Vectorization in custom families

I have coding question related to writing custom distribution families.

I’m working on a custom family for the Negative Binomial Distribution Type P. I’m using the lognormal_natural.R (written by @StaffanBetner ) as a guide since I’m in personally uncharted territory . Within the code for log_lik_lognormal_natural()

log_lik_lognormal_natural <- function(i, prep) {
  mu <- prep$dpars$mu[, i]
  if(NCOL(prep$dpars$sigma)==1){
    sigma <- prep$dpars$sigma
  } else {
    sigma <- prep$dpars$sigma[, i]   ## [, i] if sigma is modelled, without otherwise
  }
  y <- prep$data$Y[i]
  common_term = log(1+sigma^2/mu^2)
  Vectorize(dlnorm)(y, log(mu)-common_term/2, sqrt(common_term), log = TRUE)
}

we see the Vectorize() function is used at the very end. However, I’m confused as to what this is actually doing since

  1. it seems like only scalars are being passed to the function dlnorm().
  2. Why vectorize an child function each time you call it in the parent function. Wouldn’t make more sense to vectorize log_lik_lognormal

If someone could clarify my confusion, I’d greatly appreciate it.

Thanks,

Mike

  • Operating System: Ubuntu 22.04
  • brms Version: 2.19
  • R Version: 4.3

edited by @jsocolar for syntax highlighting.

Probably a mistake from my side. It should be rewritten. I am a bit unsure how.

Hopefully someone more knowledgeable will pipe in.

R’s dlnorm is already vectorized, so there is no need for a call to Vectorize here. If dlnorm weren’t vectorized, then what you’d want to do is define some new function like v_dlnorm <- Vectorize(dlnorm) and use that in place of dlnorm in the final line of the log_lik function.

To follow up,

  1. would vectorizing the log_lik_lognormal_natural() function (i.e. use log_lik_lognormal_natural <- function(...){...} %>% Vectorize()) help or actually do anything?
  2. Same as above, but what about if the density function consisted of basic numerical funcdtions like +, *, exp(), and the sort?

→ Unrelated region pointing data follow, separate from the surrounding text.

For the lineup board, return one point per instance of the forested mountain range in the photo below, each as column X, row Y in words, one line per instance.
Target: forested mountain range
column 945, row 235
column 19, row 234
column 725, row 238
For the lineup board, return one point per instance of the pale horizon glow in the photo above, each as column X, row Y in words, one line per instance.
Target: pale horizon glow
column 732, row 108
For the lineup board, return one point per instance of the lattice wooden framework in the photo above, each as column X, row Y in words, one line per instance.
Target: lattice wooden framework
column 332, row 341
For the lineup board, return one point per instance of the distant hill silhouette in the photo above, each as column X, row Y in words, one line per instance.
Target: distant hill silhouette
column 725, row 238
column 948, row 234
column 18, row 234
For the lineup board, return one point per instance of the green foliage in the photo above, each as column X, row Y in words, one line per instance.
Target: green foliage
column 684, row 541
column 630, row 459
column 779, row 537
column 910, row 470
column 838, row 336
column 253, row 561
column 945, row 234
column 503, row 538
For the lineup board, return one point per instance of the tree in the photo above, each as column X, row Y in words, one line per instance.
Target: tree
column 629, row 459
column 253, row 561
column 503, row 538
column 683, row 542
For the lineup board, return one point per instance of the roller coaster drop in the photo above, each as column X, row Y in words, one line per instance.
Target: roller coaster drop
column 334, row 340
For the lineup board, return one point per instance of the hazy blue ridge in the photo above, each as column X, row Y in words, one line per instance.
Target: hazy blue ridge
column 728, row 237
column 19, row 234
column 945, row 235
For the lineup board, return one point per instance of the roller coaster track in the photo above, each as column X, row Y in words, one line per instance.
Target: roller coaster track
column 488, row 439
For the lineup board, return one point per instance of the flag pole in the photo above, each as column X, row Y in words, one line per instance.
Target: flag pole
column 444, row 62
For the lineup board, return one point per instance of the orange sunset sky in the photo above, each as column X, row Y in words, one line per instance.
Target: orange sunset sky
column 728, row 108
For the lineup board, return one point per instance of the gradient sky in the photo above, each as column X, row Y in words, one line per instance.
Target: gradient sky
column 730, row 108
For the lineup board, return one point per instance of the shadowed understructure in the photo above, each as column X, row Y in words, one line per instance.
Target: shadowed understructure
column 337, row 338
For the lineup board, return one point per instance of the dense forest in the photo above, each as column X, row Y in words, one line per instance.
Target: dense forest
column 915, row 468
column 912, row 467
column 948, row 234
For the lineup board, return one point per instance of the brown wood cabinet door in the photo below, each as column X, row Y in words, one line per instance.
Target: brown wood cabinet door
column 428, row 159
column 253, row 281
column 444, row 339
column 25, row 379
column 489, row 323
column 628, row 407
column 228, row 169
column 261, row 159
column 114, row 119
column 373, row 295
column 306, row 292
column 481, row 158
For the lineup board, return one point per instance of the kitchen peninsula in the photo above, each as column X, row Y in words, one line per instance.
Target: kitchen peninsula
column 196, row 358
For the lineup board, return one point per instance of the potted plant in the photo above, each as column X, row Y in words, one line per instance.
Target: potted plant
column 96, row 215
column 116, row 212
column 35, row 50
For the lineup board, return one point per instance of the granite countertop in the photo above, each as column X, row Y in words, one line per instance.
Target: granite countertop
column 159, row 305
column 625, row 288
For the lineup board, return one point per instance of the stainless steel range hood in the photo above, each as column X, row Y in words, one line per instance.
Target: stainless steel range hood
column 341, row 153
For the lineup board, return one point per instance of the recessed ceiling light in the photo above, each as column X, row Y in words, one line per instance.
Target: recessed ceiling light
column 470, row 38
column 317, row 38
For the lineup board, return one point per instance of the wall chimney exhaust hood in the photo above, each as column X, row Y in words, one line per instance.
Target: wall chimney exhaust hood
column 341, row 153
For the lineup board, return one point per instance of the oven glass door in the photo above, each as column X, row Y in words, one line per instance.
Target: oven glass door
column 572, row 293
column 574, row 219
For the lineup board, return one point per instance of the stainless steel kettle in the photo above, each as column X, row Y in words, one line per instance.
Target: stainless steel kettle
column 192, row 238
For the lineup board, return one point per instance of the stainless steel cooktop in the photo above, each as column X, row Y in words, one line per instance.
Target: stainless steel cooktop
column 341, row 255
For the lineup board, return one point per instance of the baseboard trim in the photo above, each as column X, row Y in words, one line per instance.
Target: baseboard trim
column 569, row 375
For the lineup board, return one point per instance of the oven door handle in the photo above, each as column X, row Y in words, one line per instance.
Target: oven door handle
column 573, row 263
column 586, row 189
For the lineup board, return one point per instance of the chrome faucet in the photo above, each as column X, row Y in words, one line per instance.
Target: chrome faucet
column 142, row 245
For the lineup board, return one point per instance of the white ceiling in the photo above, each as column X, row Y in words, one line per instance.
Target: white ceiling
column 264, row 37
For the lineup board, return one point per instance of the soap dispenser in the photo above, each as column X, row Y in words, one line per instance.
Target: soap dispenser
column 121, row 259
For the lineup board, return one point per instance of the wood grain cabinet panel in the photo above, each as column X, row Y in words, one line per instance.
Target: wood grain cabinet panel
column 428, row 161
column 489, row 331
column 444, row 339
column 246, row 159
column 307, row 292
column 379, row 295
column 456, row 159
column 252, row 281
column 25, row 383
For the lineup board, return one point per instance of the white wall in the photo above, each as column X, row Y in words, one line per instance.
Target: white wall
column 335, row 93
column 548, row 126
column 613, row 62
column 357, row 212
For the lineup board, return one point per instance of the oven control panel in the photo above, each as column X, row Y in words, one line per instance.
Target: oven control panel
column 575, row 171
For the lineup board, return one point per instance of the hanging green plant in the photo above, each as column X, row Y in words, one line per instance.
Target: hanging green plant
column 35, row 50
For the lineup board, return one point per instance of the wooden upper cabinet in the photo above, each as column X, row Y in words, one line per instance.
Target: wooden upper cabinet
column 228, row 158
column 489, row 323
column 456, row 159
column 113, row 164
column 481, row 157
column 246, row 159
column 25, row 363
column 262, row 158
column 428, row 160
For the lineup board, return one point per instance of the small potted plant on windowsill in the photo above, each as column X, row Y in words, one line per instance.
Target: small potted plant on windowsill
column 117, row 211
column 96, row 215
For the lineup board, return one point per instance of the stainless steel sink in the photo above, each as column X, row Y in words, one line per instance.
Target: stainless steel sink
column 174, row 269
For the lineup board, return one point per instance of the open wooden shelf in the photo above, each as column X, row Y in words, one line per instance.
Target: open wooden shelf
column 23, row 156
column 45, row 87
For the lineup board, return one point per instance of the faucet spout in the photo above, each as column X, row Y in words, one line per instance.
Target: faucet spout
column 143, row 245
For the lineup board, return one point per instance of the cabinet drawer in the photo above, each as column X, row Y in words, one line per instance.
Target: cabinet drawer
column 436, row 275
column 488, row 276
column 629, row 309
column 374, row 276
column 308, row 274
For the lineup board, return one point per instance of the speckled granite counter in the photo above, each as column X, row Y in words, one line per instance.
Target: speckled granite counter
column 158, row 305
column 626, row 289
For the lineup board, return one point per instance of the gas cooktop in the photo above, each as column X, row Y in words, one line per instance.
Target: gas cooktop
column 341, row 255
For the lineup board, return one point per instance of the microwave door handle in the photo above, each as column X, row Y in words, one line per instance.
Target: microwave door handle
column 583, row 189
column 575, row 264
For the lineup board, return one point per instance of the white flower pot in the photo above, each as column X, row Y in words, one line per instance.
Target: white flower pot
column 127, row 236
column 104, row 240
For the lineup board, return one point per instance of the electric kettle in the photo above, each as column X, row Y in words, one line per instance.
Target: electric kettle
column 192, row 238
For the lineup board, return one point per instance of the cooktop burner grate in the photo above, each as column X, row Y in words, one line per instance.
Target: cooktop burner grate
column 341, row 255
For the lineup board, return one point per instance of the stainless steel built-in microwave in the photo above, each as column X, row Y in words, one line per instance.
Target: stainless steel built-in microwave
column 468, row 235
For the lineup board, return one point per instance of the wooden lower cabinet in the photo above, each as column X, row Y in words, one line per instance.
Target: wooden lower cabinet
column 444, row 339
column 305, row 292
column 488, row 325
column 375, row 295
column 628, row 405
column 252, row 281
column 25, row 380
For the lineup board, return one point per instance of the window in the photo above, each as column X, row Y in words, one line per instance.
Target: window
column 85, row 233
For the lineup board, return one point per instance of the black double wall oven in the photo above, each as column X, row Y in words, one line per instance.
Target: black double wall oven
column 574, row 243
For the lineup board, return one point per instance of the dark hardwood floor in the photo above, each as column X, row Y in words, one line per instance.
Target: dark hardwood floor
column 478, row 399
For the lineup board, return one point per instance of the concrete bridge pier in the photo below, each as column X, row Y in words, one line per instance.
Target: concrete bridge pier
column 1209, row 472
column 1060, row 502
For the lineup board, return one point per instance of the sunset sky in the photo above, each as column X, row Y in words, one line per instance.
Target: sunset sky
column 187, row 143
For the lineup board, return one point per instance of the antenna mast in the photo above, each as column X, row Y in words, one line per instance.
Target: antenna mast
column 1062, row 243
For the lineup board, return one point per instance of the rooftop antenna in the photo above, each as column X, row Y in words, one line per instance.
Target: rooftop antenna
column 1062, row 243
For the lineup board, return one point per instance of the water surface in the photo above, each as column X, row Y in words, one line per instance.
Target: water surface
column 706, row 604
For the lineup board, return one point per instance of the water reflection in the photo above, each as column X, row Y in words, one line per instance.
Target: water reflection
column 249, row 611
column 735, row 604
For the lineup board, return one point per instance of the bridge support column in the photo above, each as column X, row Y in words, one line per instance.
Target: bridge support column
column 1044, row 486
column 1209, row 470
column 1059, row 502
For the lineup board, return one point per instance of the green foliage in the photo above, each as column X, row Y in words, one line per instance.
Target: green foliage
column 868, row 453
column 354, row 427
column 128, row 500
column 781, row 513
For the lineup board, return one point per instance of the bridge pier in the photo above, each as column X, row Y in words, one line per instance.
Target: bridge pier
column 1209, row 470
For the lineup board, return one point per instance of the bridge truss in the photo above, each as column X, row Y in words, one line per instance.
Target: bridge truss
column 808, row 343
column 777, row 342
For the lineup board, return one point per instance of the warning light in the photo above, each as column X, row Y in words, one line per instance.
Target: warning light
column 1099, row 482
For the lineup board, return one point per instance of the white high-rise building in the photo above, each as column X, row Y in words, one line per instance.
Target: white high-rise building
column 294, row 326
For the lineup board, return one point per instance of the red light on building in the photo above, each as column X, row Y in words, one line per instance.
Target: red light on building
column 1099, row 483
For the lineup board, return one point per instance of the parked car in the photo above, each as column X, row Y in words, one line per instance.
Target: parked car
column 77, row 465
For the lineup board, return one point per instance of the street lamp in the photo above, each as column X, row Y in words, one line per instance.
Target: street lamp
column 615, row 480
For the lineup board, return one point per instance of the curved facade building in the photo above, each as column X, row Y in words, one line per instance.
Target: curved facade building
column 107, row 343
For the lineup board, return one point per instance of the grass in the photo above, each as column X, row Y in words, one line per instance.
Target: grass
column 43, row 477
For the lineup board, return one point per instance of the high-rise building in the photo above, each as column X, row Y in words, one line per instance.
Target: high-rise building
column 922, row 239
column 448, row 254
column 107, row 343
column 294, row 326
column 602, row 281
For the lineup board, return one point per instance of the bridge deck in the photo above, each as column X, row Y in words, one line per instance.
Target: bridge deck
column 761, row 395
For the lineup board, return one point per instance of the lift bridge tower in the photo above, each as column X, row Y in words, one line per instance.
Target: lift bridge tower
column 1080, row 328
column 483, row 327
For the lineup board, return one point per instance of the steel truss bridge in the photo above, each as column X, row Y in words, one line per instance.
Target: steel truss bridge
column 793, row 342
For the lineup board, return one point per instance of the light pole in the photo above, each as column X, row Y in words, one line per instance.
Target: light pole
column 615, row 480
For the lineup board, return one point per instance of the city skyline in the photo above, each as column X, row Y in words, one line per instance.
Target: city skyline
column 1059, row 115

This would do something, but it wouldn’t do anything functional because brms is never going to call that function vectorized over its inputs. This is something you can confirm pretty easily for yourself: add an assertion that the length of i is one inside your function, and then use it for post-processing with brms. The returning function inside the log_lik function needs to be vectorized because it needs to vectorize over the rows of the data. But the outer function is not assumed to be vectorized over the posterior iterations i.